FurAngelInvoiceParser is a Python application designed to automate the extraction of invoice data for Fur Angel, specifically tailored for deployment and operation within a Google Cloud Platform (GCP) environment. It processes PDF invoices retrieved from a designated Gmail inbox or Google Drive folder, extracts key information such as invoice number, date, vendor details, and line items, and then stores this structured data into an ASM (Animal Shelter Manager) database. This automation significantly reduces manual data entry, improves accuracy, and streamlines accounting processes for Fur Angel by leveraging Google Cloud services.
- PDF Text Extraction: Reads and extracts text content from PDF invoice documents.
- Gmail & Google Drive Integration: Automatically fetches new invoice PDFs from a specified Gmail label/folder or Google Drive subfolder.
- Data Parsing: Intelligently identifies and extracts relevant fields like invoice number, date, vendor, and itemized lists.
- ASM Database Storage: Persists the parsed and structured invoice data into an ASM database for centralized storage and easy access.
- Error Handling: Includes mechanisms to handle common parsing errors and flag unidentifiable data for manual review.
- Python 3.x
uv(Recommended, but pip could work)- A Google Cloud Platform (GCP) project with billing enabled.
- Enabled Google Cloud APIs:
- Gmail API
- Google Drive API
- Service Account with appropriate permissions for:
- Reading emails from a specified Gmail inbox (e.g.,
invoice@furangel.com) with access to a subfolder (e.g.,Inbox/Invoices). - Reading files from a specific Google Drive folder.

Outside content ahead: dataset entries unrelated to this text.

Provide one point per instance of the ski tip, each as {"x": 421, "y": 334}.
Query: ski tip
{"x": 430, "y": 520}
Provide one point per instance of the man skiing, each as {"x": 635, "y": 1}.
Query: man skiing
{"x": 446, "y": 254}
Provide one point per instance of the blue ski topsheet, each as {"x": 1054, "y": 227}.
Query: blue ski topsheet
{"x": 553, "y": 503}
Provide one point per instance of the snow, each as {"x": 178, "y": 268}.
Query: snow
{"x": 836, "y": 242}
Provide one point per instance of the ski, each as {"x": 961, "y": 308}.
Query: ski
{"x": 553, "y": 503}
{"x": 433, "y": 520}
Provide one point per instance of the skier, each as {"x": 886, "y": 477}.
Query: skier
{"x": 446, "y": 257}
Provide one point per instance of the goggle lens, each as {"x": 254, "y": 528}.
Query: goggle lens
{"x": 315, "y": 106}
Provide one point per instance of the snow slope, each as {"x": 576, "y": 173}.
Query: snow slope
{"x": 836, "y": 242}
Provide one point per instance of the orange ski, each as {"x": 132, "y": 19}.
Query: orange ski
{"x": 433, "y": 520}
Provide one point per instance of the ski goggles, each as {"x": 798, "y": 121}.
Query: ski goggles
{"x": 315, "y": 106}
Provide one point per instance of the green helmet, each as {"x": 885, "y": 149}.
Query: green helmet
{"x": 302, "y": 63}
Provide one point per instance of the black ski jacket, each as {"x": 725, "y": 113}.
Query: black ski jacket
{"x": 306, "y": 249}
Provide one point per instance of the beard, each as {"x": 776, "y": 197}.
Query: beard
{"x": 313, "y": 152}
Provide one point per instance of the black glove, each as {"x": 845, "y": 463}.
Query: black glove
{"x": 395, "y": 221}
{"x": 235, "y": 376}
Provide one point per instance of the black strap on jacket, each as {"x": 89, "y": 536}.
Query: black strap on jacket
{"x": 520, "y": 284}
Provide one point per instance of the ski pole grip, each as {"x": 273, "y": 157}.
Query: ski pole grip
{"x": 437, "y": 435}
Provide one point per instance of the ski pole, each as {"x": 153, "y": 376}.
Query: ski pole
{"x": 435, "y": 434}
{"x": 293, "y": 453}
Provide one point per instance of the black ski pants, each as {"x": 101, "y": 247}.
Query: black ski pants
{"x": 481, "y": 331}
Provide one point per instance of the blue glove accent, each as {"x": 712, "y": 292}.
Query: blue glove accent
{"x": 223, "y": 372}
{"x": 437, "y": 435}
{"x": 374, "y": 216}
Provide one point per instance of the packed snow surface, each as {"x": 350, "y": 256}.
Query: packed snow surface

- Writing data to the ASM database.
- Reading emails from a specified Gmail inbox (e.g.,
-
Clone the repository:
git clone https://github.com/chin-tech/FurAngelInvoiceParser.git cd FurAngelInvoiceParser -
Install dependencies:
# Locally uv sync # Remotely, just use the Dockerfile
-
GCP Setup:
- Create a Service Account: In your GCP project, navigate to IAM & Admin -> Service Accounts and create a new service account. Download the JSON key file.
- Grant Permissions: Grant the necessary roles to this service account:
- Gmail: Ensure the service account has delegated domain-wide authority or is explicitly granted access to read emails from the specified email address and folder (e.g.,
invoice@furangel.com,Inbox/Invoices). This typically involves setting up domain-wide delegation in your Google Workspace admin console. - Google Drive: Grant
Google Drive ReaderorGoogle Drive Editorrole to the service account on the specific Google Drive folder where invoices are stored. - ASM Database: Have an appropriate roled account for your ASM database to allow data insertion.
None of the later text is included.